RELEASE DATE: TBA
RUN TIME: 1HR 56MIN
Set during the height of the Cold War, the film throws CIA agent Napoleon Solo (Henry Cavill) together with KGB agent Illya Kuryakin (Armie Hammer), mortal enemies from either side of the Berlin Wall. They’re forced to work together to protect young mechanic Gaby Teller (Alicia Vikander) and help her track down her uncle, who holds the secret to a nuclear bomb currently in the hands of mysterious millionaire Victoria Vinciguerra (Elizabeth Debicki).
Having scored a surprising hit in his transition to Hollywood with the Sherlock Holmes films, Ritchie brings his frenetic and imaginative humour to ‘U.N.C.L.E’ with glorious success, revelling in the style and energy of the 60s setting. The screenplay cracks with wit and wisely spends more time on character than complicated narrative pyrotechnics. The plot is a tad ridiculous but that’s the point, a piece of spy fantasy set against the best of backdrops for such a story. In many ways, ‘U.N.C.L.E’ is an antidote to the gritty realism of Bourne and current Bond, a piece of giddy escapism populated by men in tailored suits, women in stunning dresses and thrilling Cold War espionage.

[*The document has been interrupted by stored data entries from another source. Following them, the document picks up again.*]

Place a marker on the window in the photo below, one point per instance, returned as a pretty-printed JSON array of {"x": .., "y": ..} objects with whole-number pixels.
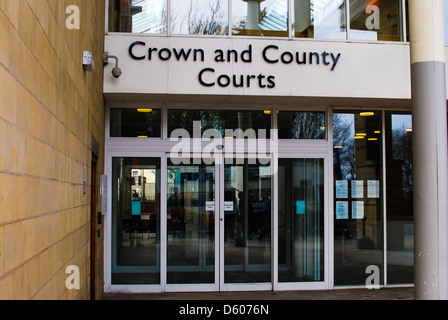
[
  {"x": 135, "y": 123},
  {"x": 323, "y": 19},
  {"x": 320, "y": 19},
  {"x": 256, "y": 18},
  {"x": 399, "y": 194},
  {"x": 301, "y": 125},
  {"x": 252, "y": 123},
  {"x": 208, "y": 17},
  {"x": 376, "y": 20},
  {"x": 358, "y": 224}
]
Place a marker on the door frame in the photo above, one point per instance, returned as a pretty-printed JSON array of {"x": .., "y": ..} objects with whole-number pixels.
[
  {"x": 325, "y": 284},
  {"x": 262, "y": 286}
]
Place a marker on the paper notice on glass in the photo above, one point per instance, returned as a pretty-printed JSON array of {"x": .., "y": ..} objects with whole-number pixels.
[
  {"x": 357, "y": 209},
  {"x": 373, "y": 188},
  {"x": 341, "y": 209},
  {"x": 209, "y": 205},
  {"x": 342, "y": 189},
  {"x": 300, "y": 207},
  {"x": 357, "y": 189},
  {"x": 228, "y": 205}
]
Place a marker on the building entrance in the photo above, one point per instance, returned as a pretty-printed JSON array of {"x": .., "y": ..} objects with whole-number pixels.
[
  {"x": 189, "y": 225},
  {"x": 250, "y": 219}
]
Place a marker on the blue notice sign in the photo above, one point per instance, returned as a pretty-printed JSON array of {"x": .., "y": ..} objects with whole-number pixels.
[{"x": 300, "y": 207}]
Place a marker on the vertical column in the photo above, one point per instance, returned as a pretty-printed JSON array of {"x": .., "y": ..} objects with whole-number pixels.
[{"x": 429, "y": 148}]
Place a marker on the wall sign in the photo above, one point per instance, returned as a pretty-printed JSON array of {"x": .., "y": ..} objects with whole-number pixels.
[{"x": 209, "y": 77}]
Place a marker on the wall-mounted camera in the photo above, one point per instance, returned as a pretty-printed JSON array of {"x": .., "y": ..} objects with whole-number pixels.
[{"x": 116, "y": 71}]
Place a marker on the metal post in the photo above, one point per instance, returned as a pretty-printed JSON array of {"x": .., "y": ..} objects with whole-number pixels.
[{"x": 429, "y": 148}]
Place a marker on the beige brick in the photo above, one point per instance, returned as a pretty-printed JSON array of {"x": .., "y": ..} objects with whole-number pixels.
[
  {"x": 13, "y": 244},
  {"x": 20, "y": 289},
  {"x": 7, "y": 197},
  {"x": 33, "y": 275},
  {"x": 8, "y": 96},
  {"x": 2, "y": 235},
  {"x": 6, "y": 283},
  {"x": 11, "y": 8},
  {"x": 4, "y": 39},
  {"x": 27, "y": 25}
]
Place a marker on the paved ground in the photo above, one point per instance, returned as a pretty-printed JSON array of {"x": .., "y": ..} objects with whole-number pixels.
[{"x": 339, "y": 294}]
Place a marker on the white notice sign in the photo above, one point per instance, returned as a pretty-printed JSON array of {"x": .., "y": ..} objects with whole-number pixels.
[
  {"x": 209, "y": 205},
  {"x": 373, "y": 188},
  {"x": 358, "y": 210},
  {"x": 341, "y": 209},
  {"x": 341, "y": 189},
  {"x": 357, "y": 189},
  {"x": 228, "y": 205}
]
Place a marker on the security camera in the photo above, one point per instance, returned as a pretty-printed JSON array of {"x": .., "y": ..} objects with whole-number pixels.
[{"x": 116, "y": 72}]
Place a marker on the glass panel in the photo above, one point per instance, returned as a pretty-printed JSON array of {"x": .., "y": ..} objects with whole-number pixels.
[
  {"x": 247, "y": 223},
  {"x": 190, "y": 223},
  {"x": 259, "y": 121},
  {"x": 301, "y": 125},
  {"x": 320, "y": 19},
  {"x": 260, "y": 18},
  {"x": 358, "y": 226},
  {"x": 138, "y": 16},
  {"x": 136, "y": 220},
  {"x": 300, "y": 220},
  {"x": 141, "y": 123},
  {"x": 376, "y": 20},
  {"x": 199, "y": 17},
  {"x": 400, "y": 217}
]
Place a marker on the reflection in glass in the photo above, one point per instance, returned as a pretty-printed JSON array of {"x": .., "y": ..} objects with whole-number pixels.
[
  {"x": 358, "y": 226},
  {"x": 260, "y": 18},
  {"x": 301, "y": 220},
  {"x": 323, "y": 19},
  {"x": 247, "y": 223},
  {"x": 301, "y": 125},
  {"x": 259, "y": 121},
  {"x": 190, "y": 223},
  {"x": 136, "y": 220},
  {"x": 400, "y": 222},
  {"x": 376, "y": 20},
  {"x": 207, "y": 17},
  {"x": 143, "y": 123},
  {"x": 138, "y": 16}
]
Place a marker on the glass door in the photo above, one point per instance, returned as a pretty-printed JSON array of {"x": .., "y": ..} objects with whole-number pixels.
[
  {"x": 246, "y": 216},
  {"x": 190, "y": 223}
]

It’s bright, bouncy and brimming with energy, Ritchie and his team having a ball playing with the many tools of visual storytelling at their disposal. Of all the technical elements though, the production design and costume design win hands down, Oliver Scholl and Joanna Johnston each nailing their idealised 60s style. It’s less a vision of the 60s as history as much as a vision of it through its film and popular culture, and it just adds to the tremendous enjoyment of the film.
The cast are also pitch perfect. It’s so wonderful to see Henry Cavill this relaxed and at ease, oozing with his natural charm and showing off his terrific comic timing. Armie Hammer is also a joy to watch, the stoic brick wall to Cavill’s slimy charmer. Rounding off the trio is the always wonderful Alicia Vikander who skewers any ideas that Gaby is a damsel in distress. All three have the most wonderful chemistry with one another, and collide against each other with pure electricity. Elizabeth Debicki continues her rise in profile with the delectably wicked Victoria, and rounding of the ensemble are Jared Harris, Hugh Grant and Luca Calvani.
This has been a wonderful year for the spy film, and that was long before the latest Bond film turned up. Coupled with ‘Kingsmen: The Secret Service’ and ‘Spy’, ‘The Man From U.N.C.L.E’ completes a neat little trilogy of films that both riff on and celebrate the genre. This is a giddy pleasure of a film, stylish and witty and action-packed in all the right ways. In the midst of all these gritty and obnoxious blockbusters, it comes as a breath of fresh air. I could not have enjoyed it more.
In many ways, ‘U.N.C.L.E’ is an antidote to the gritty realism of Bourne and current Bond, a piece of giddy escapism populated by men in tailored suits, women in stunning dresses and thrilling Cold War espionage.
PICTURE & SOUND
Roadshow have gifted ‘The Man From U.N.C.L.E’ a glorious presentation on Blu-ray, beginning with the beautiful 1080p 2.40:1 transfer. It’s crystal clear and razor sharp, but what impresses most of all are the vibrant colours that pop from the screen. There’s so much detail in the design of the film, and the transfer really shows this off. The film also comes with a Dolby Atmos TrueHD 7.1 track, as clear and impressive as the video. There’s a lot going on aurally with this film, especially with Daniel Pemberton’s playful and jazzy score, but the track is beautifully balanced so that it never overwhelms. Overall, a beautiful presentation for a terrific film.
‘The Man From U.N.C.L.E’ comes with a small but solid collection of extras that give a good overview of the production. ‘Spy Vision: Recreating 60s Cool’ (8:34) looks at the production design and how the 60s style was executed. The action sequences are covered in ‘A Higher Class of Hero’ (7:13), while Armie Hammer looks at the iconic motorcycles used in the film with ‘Métisse Motorcycles: Proper - and Very British’ (4:49). ‘The Guys from U.N.C.L.E.’ (4:57) covers the casting of Cavill and Hammer (though weirdly not Vikander or Debicki), and Richie gets a profile in ‘A Man of Extraordinary Talents’ (3:16). Rounding off the set is ‘U.N.C.L.E: On-Set Spy’ (5:16), a series of shorts that look at key moments in the making of particular sequences.